Whether it’s done by road, by air, by rail, or by sea, the transport of dangerous goods is subject to national and international regulations aimed at preventing risks to people, goods, and the environment. Here are five basic rules for transporting dangerous goods.
1. Dangerous Goods Are Classified
Any material likely to cause serious consequences for people, goods, or the environment due to its chemical or physical properties or the nature of the reactions that it may cause is considered dangerous. Dangerous goods are sorted into 9 categories by the UN: explosive substances, gases, flammable liquids, flammable and self-reactive or hydro-reactive solids or those prone to spontaneous combustion, oxidizing substances or organic peroxides, toxic or infectious substances, radioactive substances, corrosive substances, and environmentally hazardous substances and items. To these substances are added lithium batteries, dry ice, GMO plants and animals, and infectious (or non-infectious) biological substances such as vaccines, viruses, toxins, or waste.
2. Danger Indications Are Affixed
Danger indications must be affixed to the containers used to transport dangerous goods. These include:
- Markings and symbols.
The sender is therefore required to affix:
- A label to small containers
- Sheets and – if applicable – the UN number to large containers
The carrier, for their part, has the responsibility:
- To ensure that the labels remain in place throughout the trip
- To affix the sheets provided by the sender to the container or vehicle.
3. Dangerous Goods are Transported in Suitable Packaging
Unless they are exempted from this, dangerous goods must be shipped in standardized containers in order to prevent any possibility of rejection. These containers bear an indication showing that they were manufactured in compliance with the safety standards to which they are subject. Some of these containers must be regularly inspected, tested, and marked. There are two main categories of containers:
- Small containers with a maximum capacity of 450 litres. These include cylinders, jerry cans, buckets, barrels, kegs, and bottles
- Large containers over 450 litres. These include road tanks, portable tanks, and large containers for bulk goods. The latter have a capacity of less than 3,000 litres and must be inspected every five years.

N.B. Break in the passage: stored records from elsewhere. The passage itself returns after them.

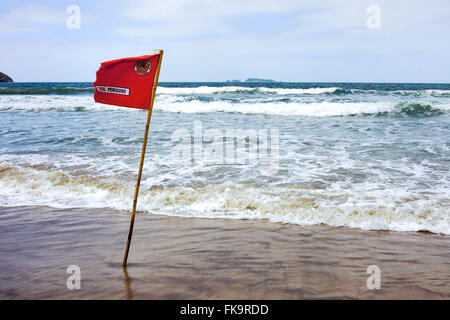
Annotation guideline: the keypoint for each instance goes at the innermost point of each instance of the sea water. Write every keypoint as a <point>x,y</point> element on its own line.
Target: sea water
<point>364,155</point>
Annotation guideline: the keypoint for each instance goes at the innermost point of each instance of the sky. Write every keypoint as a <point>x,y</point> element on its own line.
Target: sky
<point>297,41</point>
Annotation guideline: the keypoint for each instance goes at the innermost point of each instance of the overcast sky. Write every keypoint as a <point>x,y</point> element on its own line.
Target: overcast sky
<point>210,40</point>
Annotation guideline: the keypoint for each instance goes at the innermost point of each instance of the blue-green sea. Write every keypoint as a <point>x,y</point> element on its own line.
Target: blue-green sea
<point>363,155</point>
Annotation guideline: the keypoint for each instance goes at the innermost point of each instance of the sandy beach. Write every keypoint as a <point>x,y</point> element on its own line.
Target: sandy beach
<point>189,258</point>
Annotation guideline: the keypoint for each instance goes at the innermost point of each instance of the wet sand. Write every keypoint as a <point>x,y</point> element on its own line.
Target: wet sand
<point>190,258</point>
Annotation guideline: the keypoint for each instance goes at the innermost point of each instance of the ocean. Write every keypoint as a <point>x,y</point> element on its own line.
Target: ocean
<point>363,155</point>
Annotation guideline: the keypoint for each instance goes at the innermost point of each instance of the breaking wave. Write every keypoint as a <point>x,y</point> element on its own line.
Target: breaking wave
<point>296,204</point>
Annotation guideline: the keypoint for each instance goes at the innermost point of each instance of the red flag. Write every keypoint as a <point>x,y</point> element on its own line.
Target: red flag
<point>126,82</point>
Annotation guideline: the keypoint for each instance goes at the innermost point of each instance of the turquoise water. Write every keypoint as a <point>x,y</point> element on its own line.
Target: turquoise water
<point>365,155</point>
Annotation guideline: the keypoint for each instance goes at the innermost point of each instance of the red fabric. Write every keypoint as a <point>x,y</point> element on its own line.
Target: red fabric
<point>118,83</point>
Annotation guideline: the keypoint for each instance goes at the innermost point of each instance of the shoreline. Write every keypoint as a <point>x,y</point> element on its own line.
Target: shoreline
<point>200,258</point>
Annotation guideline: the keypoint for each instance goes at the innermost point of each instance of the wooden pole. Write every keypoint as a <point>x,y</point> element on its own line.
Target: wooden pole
<point>141,164</point>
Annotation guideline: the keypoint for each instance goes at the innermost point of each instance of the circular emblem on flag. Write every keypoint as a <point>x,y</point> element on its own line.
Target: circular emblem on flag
<point>142,67</point>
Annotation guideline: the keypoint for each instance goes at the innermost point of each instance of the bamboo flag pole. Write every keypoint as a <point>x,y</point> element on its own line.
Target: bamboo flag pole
<point>141,164</point>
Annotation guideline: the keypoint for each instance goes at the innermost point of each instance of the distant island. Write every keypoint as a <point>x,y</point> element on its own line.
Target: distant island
<point>5,78</point>
<point>251,80</point>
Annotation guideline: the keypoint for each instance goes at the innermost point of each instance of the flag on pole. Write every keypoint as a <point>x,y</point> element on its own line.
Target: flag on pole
<point>126,82</point>
<point>130,82</point>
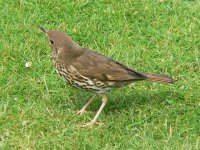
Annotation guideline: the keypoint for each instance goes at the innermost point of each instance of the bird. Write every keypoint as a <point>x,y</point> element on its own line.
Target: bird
<point>87,69</point>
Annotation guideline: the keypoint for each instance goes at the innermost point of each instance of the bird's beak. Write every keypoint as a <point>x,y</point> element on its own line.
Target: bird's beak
<point>43,29</point>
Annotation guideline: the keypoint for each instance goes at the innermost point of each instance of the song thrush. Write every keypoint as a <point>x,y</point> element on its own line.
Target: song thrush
<point>86,69</point>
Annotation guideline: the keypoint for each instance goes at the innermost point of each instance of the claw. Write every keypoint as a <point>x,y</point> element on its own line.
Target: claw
<point>81,112</point>
<point>91,124</point>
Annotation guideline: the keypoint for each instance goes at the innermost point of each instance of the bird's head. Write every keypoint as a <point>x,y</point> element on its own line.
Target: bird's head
<point>61,42</point>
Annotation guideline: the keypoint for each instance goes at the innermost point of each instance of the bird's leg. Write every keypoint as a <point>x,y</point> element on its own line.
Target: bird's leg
<point>94,121</point>
<point>83,110</point>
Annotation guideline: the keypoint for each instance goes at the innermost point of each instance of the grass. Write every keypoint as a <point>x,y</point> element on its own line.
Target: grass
<point>37,108</point>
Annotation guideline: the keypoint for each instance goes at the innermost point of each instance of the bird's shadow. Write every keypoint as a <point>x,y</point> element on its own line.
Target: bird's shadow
<point>123,100</point>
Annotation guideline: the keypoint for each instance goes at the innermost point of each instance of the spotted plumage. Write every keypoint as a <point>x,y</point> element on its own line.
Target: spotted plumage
<point>87,69</point>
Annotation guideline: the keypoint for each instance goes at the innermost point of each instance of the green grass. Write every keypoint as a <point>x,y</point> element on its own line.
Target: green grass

4. Specific Documentation Accompanies the Goods
The sender is obligated to prepare a written or printed shipping document and to deliver it to the carrier before authorizing them to take possession of the dangerous goods in order to transport them. The carrier is required to keep it throughout the transport. The following items must appear on this document:
- The name and address of the sender
- The date of preparation or delivery of the document
- The description of each dangerous good and their classifications according to the different possible categories
- The amount of goods being transported
- The number of containers
- The contact information for a contact other than the sender, reachable at any time and capable of providing technical information
- The possible changes concerning the amount or the number of containers
- A certificate from the sender
- Any additional information.
5. Safety and Security Measures Are Applied
When it comes to dangerous goods, the driver must take several precautions, including:
- Prior to departure: verify that they have all the shipping documents and that the danger indications appear on all the containers, that the load is secure, that the standards for loads and dimensions have been followed, and that the vehicle is in good condition prior to departure
- During transport: the driver must drive carefully, follow speed limits, braking distances, and driving times, and regularly check that the load is secure and that the tires are in good condition.
The transportation of dangerous goods must meet certain standards and be subject to special precautions. Following these rules lets you reduce the risks to which people, goods, and the environment are exposed.